The June 19 commemoration received further attention last year when former President Donald Trump proposed a June 19 campaign rally in Tulsa, Oklahoma, where the Tulsa Race Massacre took place. The rally was moved to June 20.

Robert Greene II, a visiting professor of history at Claflin University in Orangeburg, South Carolina, welcomes the idea of Juneteenth being a national holiday. “Remember that Juneteenth has a specifically Texan context to it, and we do not want to lose sight of that,” Dr. Greene writes in a message, noting Annette Gordon-Reed’s new book, “On Juneteenth,” which explores the holiday’s Texas roots. “At the same time, Juneteenth could be a way for individual states to also memorialize the celebrations of the end of enslavement crafted by African Americans in those places.” 

“It would be up to African Americans, however, to work hard to make sure the holiday is both a solemn occasion of remembering the end of slavery and a celebration of African American life in the United States,” he adds, noting a concern about Juneteenth being “commercialized” in the midst of widespread celebration.

What can Juneteenth teach us about other Emancipation Days?

While Juneteenth is the nation’s most recognized commemoration of African Americans’ emancipation, it is not the only such celebration, Dr. Greene notes. The District of Columbia (April 16), Florida (May 20), Georgia (the Saturday closest to May 29), Kentucky (Aug. 8), Maryland (Nov. 1), and parts of Mississippi (May 8) all celebrate Emancipation Days. An appreciation and deep dive into such commemorations can inspire renewed purpose and discussion, he explains.

In addition, Dr. Greene points out, “Emancipation Day was often celebrated on January 1 in many African American communities across the nation, well into the 20th century. While we associate New Year’s Day with ringing in the new year and college football, perhaps Juneteenth can be the spark for new celebrations of Emancipation Day.”

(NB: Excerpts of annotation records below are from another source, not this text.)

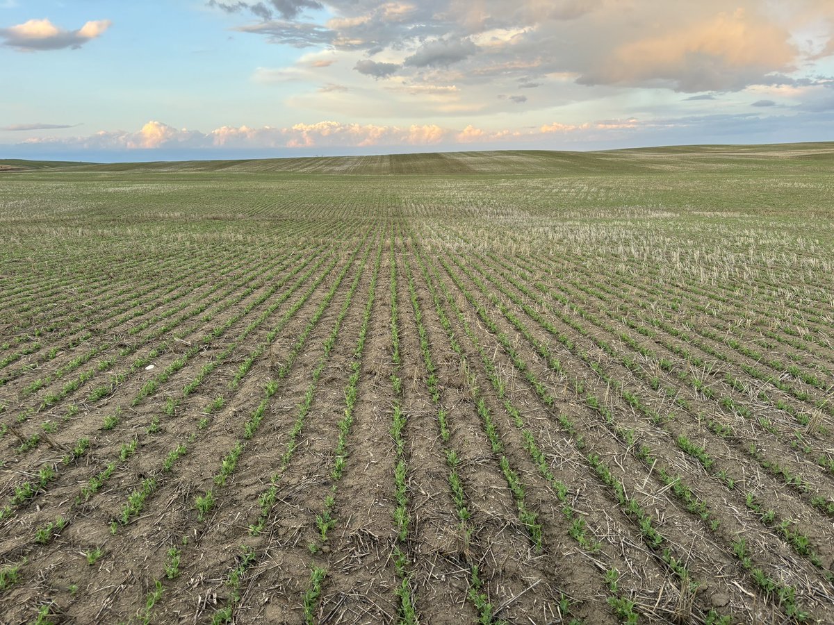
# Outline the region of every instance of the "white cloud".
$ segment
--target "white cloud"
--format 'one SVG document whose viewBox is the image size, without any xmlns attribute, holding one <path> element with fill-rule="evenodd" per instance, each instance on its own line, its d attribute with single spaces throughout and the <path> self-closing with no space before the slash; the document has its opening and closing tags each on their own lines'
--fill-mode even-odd
<svg viewBox="0 0 834 625">
<path fill-rule="evenodd" d="M 110 20 L 97 20 L 88 22 L 78 30 L 68 31 L 48 19 L 30 19 L 23 24 L 0 28 L 0 38 L 4 40 L 3 45 L 19 52 L 77 49 L 100 37 L 111 24 Z"/>
</svg>

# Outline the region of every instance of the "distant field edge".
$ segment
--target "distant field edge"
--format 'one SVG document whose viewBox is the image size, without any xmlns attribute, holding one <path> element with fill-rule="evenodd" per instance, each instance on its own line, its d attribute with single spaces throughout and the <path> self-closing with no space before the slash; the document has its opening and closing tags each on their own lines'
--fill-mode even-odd
<svg viewBox="0 0 834 625">
<path fill-rule="evenodd" d="M 834 142 L 762 145 L 686 145 L 594 152 L 488 150 L 290 157 L 244 160 L 92 163 L 0 159 L 0 172 L 237 172 L 352 175 L 640 173 L 670 171 L 755 172 L 785 167 L 831 170 Z"/>
</svg>

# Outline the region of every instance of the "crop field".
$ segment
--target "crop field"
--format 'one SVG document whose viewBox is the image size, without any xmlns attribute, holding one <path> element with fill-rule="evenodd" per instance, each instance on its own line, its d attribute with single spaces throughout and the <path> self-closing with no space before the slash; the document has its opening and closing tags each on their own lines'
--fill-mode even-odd
<svg viewBox="0 0 834 625">
<path fill-rule="evenodd" d="M 0 622 L 834 622 L 834 144 L 0 165 Z"/>
</svg>

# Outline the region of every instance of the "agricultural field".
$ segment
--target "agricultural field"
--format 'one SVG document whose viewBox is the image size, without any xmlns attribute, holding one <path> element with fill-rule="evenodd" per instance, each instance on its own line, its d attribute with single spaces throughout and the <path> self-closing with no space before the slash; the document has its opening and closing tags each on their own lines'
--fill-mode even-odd
<svg viewBox="0 0 834 625">
<path fill-rule="evenodd" d="M 834 622 L 834 144 L 0 165 L 0 622 Z"/>
</svg>

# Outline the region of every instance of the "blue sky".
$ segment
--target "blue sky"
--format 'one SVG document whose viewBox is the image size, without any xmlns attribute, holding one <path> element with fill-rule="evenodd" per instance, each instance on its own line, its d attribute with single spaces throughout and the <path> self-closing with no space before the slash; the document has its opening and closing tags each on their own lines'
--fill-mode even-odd
<svg viewBox="0 0 834 625">
<path fill-rule="evenodd" d="M 831 0 L 0 0 L 0 158 L 834 139 Z"/>
</svg>

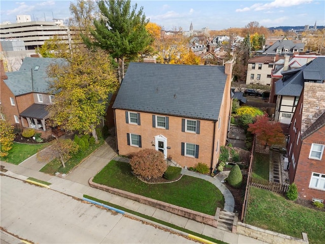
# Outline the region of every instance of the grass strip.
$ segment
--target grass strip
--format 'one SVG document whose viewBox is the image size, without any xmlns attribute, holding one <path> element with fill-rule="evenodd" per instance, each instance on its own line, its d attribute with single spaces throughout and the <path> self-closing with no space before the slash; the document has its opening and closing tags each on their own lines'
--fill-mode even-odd
<svg viewBox="0 0 325 244">
<path fill-rule="evenodd" d="M 93 201 L 95 201 L 96 202 L 100 202 L 101 203 L 103 203 L 103 204 L 105 204 L 107 205 L 108 206 L 110 206 L 111 207 L 115 207 L 115 208 L 118 208 L 120 210 L 122 210 L 123 211 L 124 211 L 125 212 L 128 212 L 129 214 L 131 214 L 132 215 L 137 216 L 139 216 L 139 217 L 141 217 L 143 218 L 144 219 L 147 219 L 148 220 L 150 220 L 151 221 L 155 222 L 155 223 L 157 223 L 158 224 L 160 224 L 161 225 L 163 225 L 166 226 L 168 226 L 170 228 L 172 228 L 173 229 L 175 229 L 176 230 L 179 230 L 180 231 L 182 231 L 183 232 L 185 232 L 187 233 L 188 234 L 190 234 L 193 235 L 195 235 L 196 236 L 198 236 L 199 237 L 202 238 L 203 239 L 205 239 L 207 240 L 209 240 L 210 241 L 212 241 L 214 243 L 216 243 L 218 244 L 228 244 L 227 242 L 225 242 L 224 241 L 222 241 L 222 240 L 217 240 L 216 239 L 214 239 L 213 238 L 210 237 L 209 236 L 207 236 L 206 235 L 202 235 L 201 234 L 199 234 L 198 233 L 196 233 L 194 231 L 192 231 L 189 230 L 187 230 L 186 229 L 185 229 L 184 228 L 182 228 L 182 227 L 180 227 L 179 226 L 177 226 L 177 225 L 174 225 L 173 224 L 171 224 L 170 223 L 168 223 L 168 222 L 166 222 L 165 221 L 163 221 L 162 220 L 158 220 L 157 219 L 155 219 L 154 218 L 151 217 L 151 216 L 148 216 L 147 215 L 143 215 L 142 214 L 141 214 L 140 212 L 136 212 L 135 211 L 134 211 L 133 210 L 131 210 L 131 209 L 128 209 L 127 208 L 126 208 L 125 207 L 121 207 L 120 206 L 118 206 L 117 205 L 113 204 L 113 203 L 111 203 L 109 202 L 107 202 L 106 201 L 103 201 L 102 200 L 100 200 L 100 199 L 98 199 L 97 198 L 95 198 L 94 197 L 91 197 L 90 196 L 88 196 L 87 195 L 83 195 L 83 197 L 85 197 L 86 198 L 88 198 L 88 199 L 90 199 L 90 200 L 92 200 Z"/>
<path fill-rule="evenodd" d="M 49 143 L 26 144 L 14 142 L 12 147 L 6 157 L 1 157 L 1 161 L 18 165 L 24 160 L 48 146 Z"/>
<path fill-rule="evenodd" d="M 129 164 L 111 161 L 92 180 L 94 182 L 214 216 L 217 207 L 223 208 L 220 190 L 204 179 L 183 175 L 172 183 L 149 184 L 132 172 Z"/>
<path fill-rule="evenodd" d="M 300 239 L 302 232 L 305 232 L 309 243 L 324 243 L 325 211 L 297 204 L 282 195 L 253 187 L 250 190 L 246 223 Z"/>
<path fill-rule="evenodd" d="M 50 185 L 51 185 L 51 183 L 49 183 L 47 181 L 44 181 L 44 180 L 41 180 L 40 179 L 36 179 L 35 178 L 33 178 L 32 177 L 29 177 L 27 179 L 29 179 L 29 180 L 32 180 L 33 181 L 38 182 L 39 183 L 46 185 L 46 186 L 50 186 Z"/>
</svg>

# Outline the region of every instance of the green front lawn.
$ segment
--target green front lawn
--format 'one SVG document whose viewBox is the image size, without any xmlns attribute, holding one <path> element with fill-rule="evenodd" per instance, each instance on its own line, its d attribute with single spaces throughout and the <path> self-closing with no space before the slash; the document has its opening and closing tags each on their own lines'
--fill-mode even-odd
<svg viewBox="0 0 325 244">
<path fill-rule="evenodd" d="M 270 155 L 255 152 L 254 154 L 252 178 L 269 181 Z"/>
<path fill-rule="evenodd" d="M 250 188 L 246 223 L 302 239 L 325 243 L 325 212 L 304 207 L 276 193 Z"/>
<path fill-rule="evenodd" d="M 89 146 L 89 148 L 85 151 L 78 151 L 74 155 L 72 158 L 66 162 L 65 168 L 63 168 L 62 166 L 62 163 L 58 159 L 54 159 L 45 165 L 44 167 L 40 170 L 40 171 L 52 175 L 55 174 L 57 172 L 61 174 L 67 174 L 75 167 L 79 164 L 84 159 L 87 157 L 93 152 L 94 151 L 101 146 L 104 143 L 104 142 L 105 141 L 104 140 L 101 140 L 98 143 Z"/>
<path fill-rule="evenodd" d="M 18 165 L 48 145 L 48 143 L 24 144 L 14 142 L 12 148 L 9 151 L 8 156 L 2 157 L 1 159 L 3 161 Z"/>
<path fill-rule="evenodd" d="M 173 183 L 148 184 L 132 174 L 129 164 L 114 160 L 93 181 L 210 215 L 224 204 L 219 189 L 204 179 L 183 175 Z"/>
</svg>

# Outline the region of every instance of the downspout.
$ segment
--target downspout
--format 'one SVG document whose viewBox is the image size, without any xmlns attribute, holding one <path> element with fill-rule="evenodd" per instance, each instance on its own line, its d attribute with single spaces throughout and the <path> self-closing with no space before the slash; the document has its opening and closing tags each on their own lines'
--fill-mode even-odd
<svg viewBox="0 0 325 244">
<path fill-rule="evenodd" d="M 119 155 L 118 154 L 118 143 L 117 143 L 117 131 L 116 130 L 116 116 L 115 115 L 115 109 L 114 109 L 114 126 L 115 127 L 115 139 L 116 141 L 116 152 L 117 152 L 117 155 Z"/>
<path fill-rule="evenodd" d="M 212 155 L 211 157 L 211 166 L 210 167 L 211 169 L 211 173 L 213 173 L 213 160 L 214 159 L 214 146 L 215 143 L 215 125 L 217 123 L 217 120 L 213 120 L 214 127 L 213 127 L 213 143 L 212 143 Z"/>
</svg>

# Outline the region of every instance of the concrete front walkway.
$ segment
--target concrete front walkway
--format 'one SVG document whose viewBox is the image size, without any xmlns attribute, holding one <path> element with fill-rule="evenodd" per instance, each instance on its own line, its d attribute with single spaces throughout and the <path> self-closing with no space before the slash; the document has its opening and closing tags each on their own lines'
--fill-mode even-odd
<svg viewBox="0 0 325 244">
<path fill-rule="evenodd" d="M 74 170 L 64 177 L 49 175 L 39 172 L 37 169 L 40 167 L 40 165 L 38 165 L 37 167 L 34 167 L 36 163 L 35 161 L 36 159 L 34 157 L 28 159 L 28 162 L 30 163 L 30 166 L 29 164 L 26 162 L 19 165 L 14 165 L 1 162 L 2 168 L 2 166 L 4 166 L 4 168 L 2 169 L 1 174 L 22 180 L 25 180 L 29 177 L 32 177 L 51 183 L 51 185 L 49 186 L 49 189 L 51 190 L 79 199 L 82 199 L 84 194 L 91 196 L 98 199 L 109 202 L 157 219 L 163 220 L 195 233 L 220 240 L 230 244 L 264 243 L 252 238 L 217 229 L 171 214 L 166 211 L 90 187 L 88 184 L 89 179 L 91 177 L 94 176 L 98 172 L 100 171 L 112 159 L 116 156 L 113 149 L 109 145 L 110 144 L 109 143 L 110 141 L 108 140 L 107 141 L 108 141 L 108 144 L 106 143 L 95 152 L 86 158 Z M 227 207 L 228 211 L 233 211 L 234 198 L 230 192 L 220 182 L 219 180 L 187 170 L 183 170 L 182 172 L 185 174 L 193 177 L 204 178 L 217 186 L 225 196 L 225 208 Z M 135 218 L 140 218 L 137 217 L 135 217 Z M 150 221 L 147 220 L 144 220 L 144 221 L 150 223 Z M 152 224 L 159 225 L 155 222 L 152 222 Z M 164 226 L 161 226 L 161 227 L 170 229 Z M 179 231 L 175 229 L 172 229 L 172 230 L 179 232 Z"/>
</svg>

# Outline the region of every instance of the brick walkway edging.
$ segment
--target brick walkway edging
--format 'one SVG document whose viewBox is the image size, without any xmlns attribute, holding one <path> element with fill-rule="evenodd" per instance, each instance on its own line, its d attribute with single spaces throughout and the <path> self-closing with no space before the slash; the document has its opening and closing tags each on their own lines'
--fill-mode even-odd
<svg viewBox="0 0 325 244">
<path fill-rule="evenodd" d="M 179 207 L 170 203 L 152 199 L 119 189 L 112 188 L 106 186 L 95 183 L 92 181 L 93 179 L 93 177 L 91 177 L 89 179 L 89 186 L 91 187 L 93 187 L 94 188 L 97 188 L 113 194 L 136 201 L 140 203 L 143 203 L 154 207 L 156 207 L 157 208 L 167 211 L 169 212 L 194 220 L 198 222 L 209 225 L 214 227 L 216 228 L 218 225 L 217 220 L 219 216 L 217 216 L 217 215 L 215 216 L 213 216 L 203 214 L 202 212 L 188 209 L 182 207 Z M 219 212 L 220 211 L 217 211 L 217 212 Z"/>
</svg>

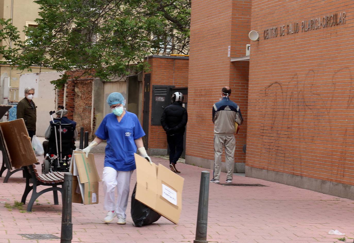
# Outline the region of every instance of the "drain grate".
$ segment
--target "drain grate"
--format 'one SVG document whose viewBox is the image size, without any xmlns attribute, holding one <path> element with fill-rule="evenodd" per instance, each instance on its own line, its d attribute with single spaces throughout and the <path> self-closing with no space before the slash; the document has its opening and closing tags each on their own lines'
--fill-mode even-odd
<svg viewBox="0 0 354 243">
<path fill-rule="evenodd" d="M 230 183 L 219 183 L 222 186 L 268 186 L 262 184 L 233 184 Z"/>
<path fill-rule="evenodd" d="M 28 239 L 59 239 L 60 237 L 50 234 L 18 234 Z"/>
</svg>

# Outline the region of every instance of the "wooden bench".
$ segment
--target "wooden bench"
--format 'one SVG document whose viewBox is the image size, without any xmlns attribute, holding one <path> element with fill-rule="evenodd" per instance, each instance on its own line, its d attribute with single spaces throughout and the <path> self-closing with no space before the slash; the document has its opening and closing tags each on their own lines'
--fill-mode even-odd
<svg viewBox="0 0 354 243">
<path fill-rule="evenodd" d="M 26 177 L 26 187 L 22 196 L 21 202 L 24 204 L 26 204 L 26 198 L 28 194 L 32 191 L 31 198 L 27 206 L 27 211 L 32 211 L 32 207 L 36 199 L 43 193 L 53 191 L 54 197 L 54 204 L 58 205 L 58 191 L 63 195 L 63 184 L 64 183 L 64 173 L 61 172 L 55 172 L 48 174 L 38 174 L 34 165 L 25 167 L 24 170 Z M 32 185 L 30 185 L 32 184 Z M 37 186 L 39 185 L 47 186 L 51 187 L 44 189 L 40 191 L 37 191 Z M 61 185 L 61 187 L 58 186 Z"/>
</svg>

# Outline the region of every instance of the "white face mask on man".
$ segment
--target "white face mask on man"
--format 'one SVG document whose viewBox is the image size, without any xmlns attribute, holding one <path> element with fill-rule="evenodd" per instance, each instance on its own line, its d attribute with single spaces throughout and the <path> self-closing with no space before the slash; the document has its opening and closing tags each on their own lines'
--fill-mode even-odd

Dr. Greene continues, “The origins of ‘Watch Night’ services among African Americans – as the commemoration of Abraham Lincoln signing the Emancipation Proclamation on the evening and early morning of December 31, 1862, and January 1, 1863 – could also be discussed once again on a wide scale, thanks to Juneteenth.” 

The ideal of freedom is the “highest ideal for humans all over the world,” notes Mr. O’Bryant, the author, and a focus on that ideal can and should have a global effect.

Editor’s note: This story was updated after President Biden signed a law making Juneteenth a federal holiday.